Saturday, March 24, 2012

The Sierra Underground: Wild Caves, a precious and easily damaged environment

I spent the day in the Sierra Nevada foothills checking out a couple of wild caves with a few students. The Sierra is justly famous for spectacular alpine scenery; the underground scenery is a tad less well-known. Just the same, the region has some spectacular caves, including a half dozen that are open for commercial tourism. Others are hidden away in the brushy hillsides and are a great deal harder to reach and explore, and that is the way it should be.

Wild caves are a precious resource, and are easily damaged. The damage is permanent. Accessible caves have been completely stripped of their speleothems (cave decorations like stalactites and stalagmites) and filled with garbage and graffiti.
I was in the inner sanctum of a particularly beautiful cavern, and thankfully many of the stalactites remained unbroken.
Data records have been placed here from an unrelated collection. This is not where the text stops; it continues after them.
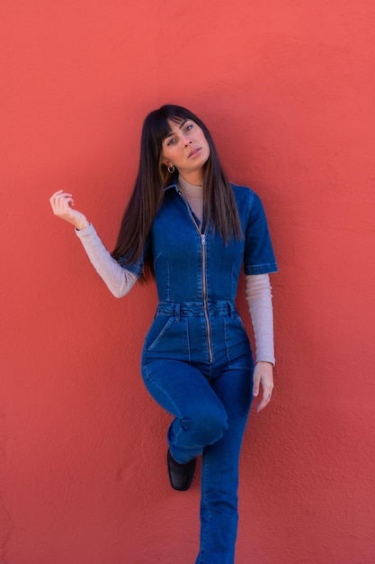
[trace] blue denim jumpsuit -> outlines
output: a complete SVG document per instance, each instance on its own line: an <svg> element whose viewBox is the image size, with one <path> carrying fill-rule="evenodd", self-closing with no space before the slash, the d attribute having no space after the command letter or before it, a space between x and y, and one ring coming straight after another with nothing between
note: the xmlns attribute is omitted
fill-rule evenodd
<svg viewBox="0 0 375 564"><path fill-rule="evenodd" d="M201 229L176 183L165 188L149 244L159 303L142 352L146 387L174 415L167 439L180 463L202 455L201 546L196 564L233 564L238 459L254 360L236 310L246 275L277 270L259 197L233 186L244 233L226 245ZM126 266L139 275L142 265Z"/></svg>

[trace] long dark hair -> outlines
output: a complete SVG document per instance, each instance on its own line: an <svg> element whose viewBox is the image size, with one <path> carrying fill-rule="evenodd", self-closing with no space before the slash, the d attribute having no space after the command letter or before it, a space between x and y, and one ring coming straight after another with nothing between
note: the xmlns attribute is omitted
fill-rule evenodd
<svg viewBox="0 0 375 564"><path fill-rule="evenodd" d="M171 181L171 175L161 159L163 141L171 129L168 120L176 123L192 120L202 130L210 146L210 157L203 166L203 214L206 223L210 222L226 243L232 237L242 237L233 190L220 165L209 130L199 117L186 108L163 105L148 114L143 123L139 168L122 217L116 247L112 253L116 259L124 256L129 262L141 259L152 223L163 204L165 188ZM139 279L146 281L152 276L152 256L148 252Z"/></svg>

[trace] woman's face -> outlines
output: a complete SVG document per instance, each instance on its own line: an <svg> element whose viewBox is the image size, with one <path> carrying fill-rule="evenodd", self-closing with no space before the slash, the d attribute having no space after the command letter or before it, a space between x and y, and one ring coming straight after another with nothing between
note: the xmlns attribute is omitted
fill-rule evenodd
<svg viewBox="0 0 375 564"><path fill-rule="evenodd" d="M203 131L192 120L175 123L168 120L170 133L162 146L162 162L174 165L182 174L200 170L210 157L210 146Z"/></svg>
I've been in this cave several times, so instead of exploring the far corners, I sat and tried different approaches to capturing images of the thickest accumulation of stalactites near the entrance. It's a tricky process, especially for a novice like myself. Flash pictures don't cut it because there are few shadows to provide depth. I caught three images I was happy with by opening the shutter for 20 seconds and having my fellow explorers move their light sources over the target speleothems.
The exploring of wild caves is not for everyone. You have to get used to crawling through tight spaces, and getting covered in mud. It can be exhausting work. Caves can be unsafe, with unstable rocks, steep dropoffs and bad air. Hurt yourself in a cave and it is difficult to get you to medical help. Go in without sufficient light sources, a knowledgeable guide, and improper equipment, and you could end up lost in the dark. Caves do not generally offer landmarks for finding your way out.

Our cave today required squeezing upwards through narrow opening with a projecting rock that meant one had to push up and turn sideways at the same time.
This was after negotiating the collapsed rocks that provided entrance to the bottom of the sinkhole that contained the cave entrance...
Yeah, Geotripper was tired afterwards...then there was the mile long hike up the mountain to the vehicles. It was a good day.